Quem viajar pela América dentro, aquela América que não aparece nos filmes e no streaming, que não emite em HD, e que nenhum realizador realista quis filmar ou observar, ao contrário do que fez o realismo italiano, de Rossellini a Fellini, de Visconti a Pasolini, verificará que ninguém por ali lê o “New York Times” ou vê a CNN americana. Ninguém sabe dos devaneios neste deserto das almas do europeu Wim Wenders ou do surrealista David Lynch, demasiado intelectuais. Ninguém viu os épicos de Terrence Malick, a tentativa de conferir poesia visual a um mundo parado no tempo, envolto no nevoeiro da dúvida e da identidade, amante de coisas simples, um Deus desconhecido, a família, as armas, a América como nação eleita.

Lembro-me de entrar numa loja do Iowa, uma loja junto a um motel daqueles do fim da estrada da solidão, como nas telas de Hopper, e de ver dois jornais à venda, dois exemplares do velho “New York Times” dos domingos, que pesava um quilo. Só o dos domingos era vendido, e quando perguntei se alguém lhe pegava foi-me respondido que não, nunca. Iam deixar de ter o mono. Quando muito, as pessoas dedilhavam o “USA Today”, gratuito nos hotéis.

Claro que a tropa elitista de Manhattan e os hipsters suburbanos, tal como a tropa da Califórnia, não passa férias no coração do Oklahoma e do Texas, onde só se come carne vermelha e os caniches das senhoras têm laços cor-de-rosa. Hollywood não visita o aço de Pittsburgh ou os campónios da Virgínia Ocidental. Nem Milwaukee ou Cheyenne. Não fazem churrascos aos domingos no quintal e não bebem grades de cerveja ao fim de semana. Não abanam os corpos nos cânticos evangélicos da igreja e do pastor de almas e nunca, nunca, pisam um saloon de música country e danças de cowboys. Nas cidades americanas dois mundos coexistem, duas épocas. O passado e o presente. A par dos que nasceram na economia digital vegetam os que só sabem usar as mãos e nunca estudaram. Que estes dois mundos se encontrem na promessa de um Presidente Trump é o milagre americano.

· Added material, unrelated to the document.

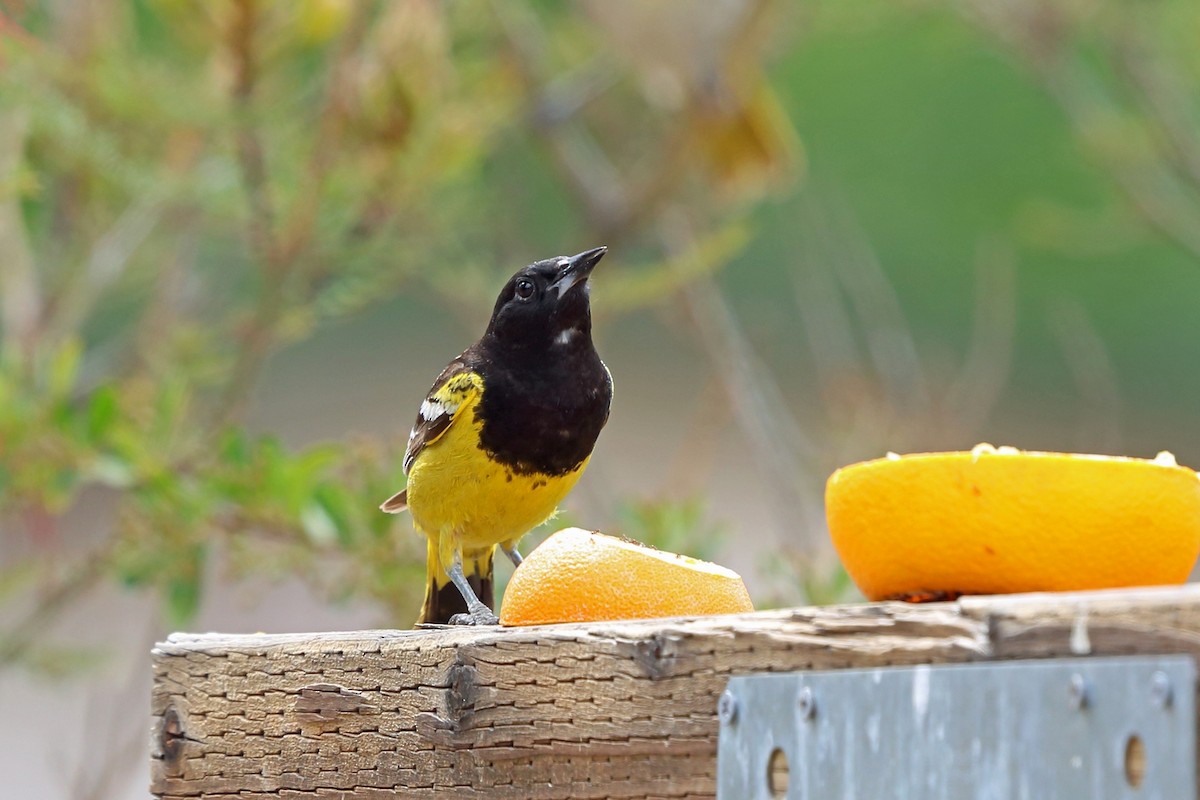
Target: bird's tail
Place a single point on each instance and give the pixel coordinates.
(442, 597)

Na marcha dos direitos civis e da wokeness, os brancos pobres e remediados ficaram atrás dos LGBT e dos negros, uma underclass sem representação. Até os asiáticos e alguns latinos escolhidos foram repescados como dignos de atenção e quotas, mas os rednecks não tinham peões neste xadrez. Ameaçaram retirar-lhes o direito a usar armas e a América elegeu um Presidente negro e, talvez, segundo Trump na primeira estaca política da escalada, um Presidente muçulmano. Talvez estrangeiro. Foi aqui que começou a jornada de Donald J. Na exigência de ver o bilhete de identidade de Barack Obama, onde tinha nascido.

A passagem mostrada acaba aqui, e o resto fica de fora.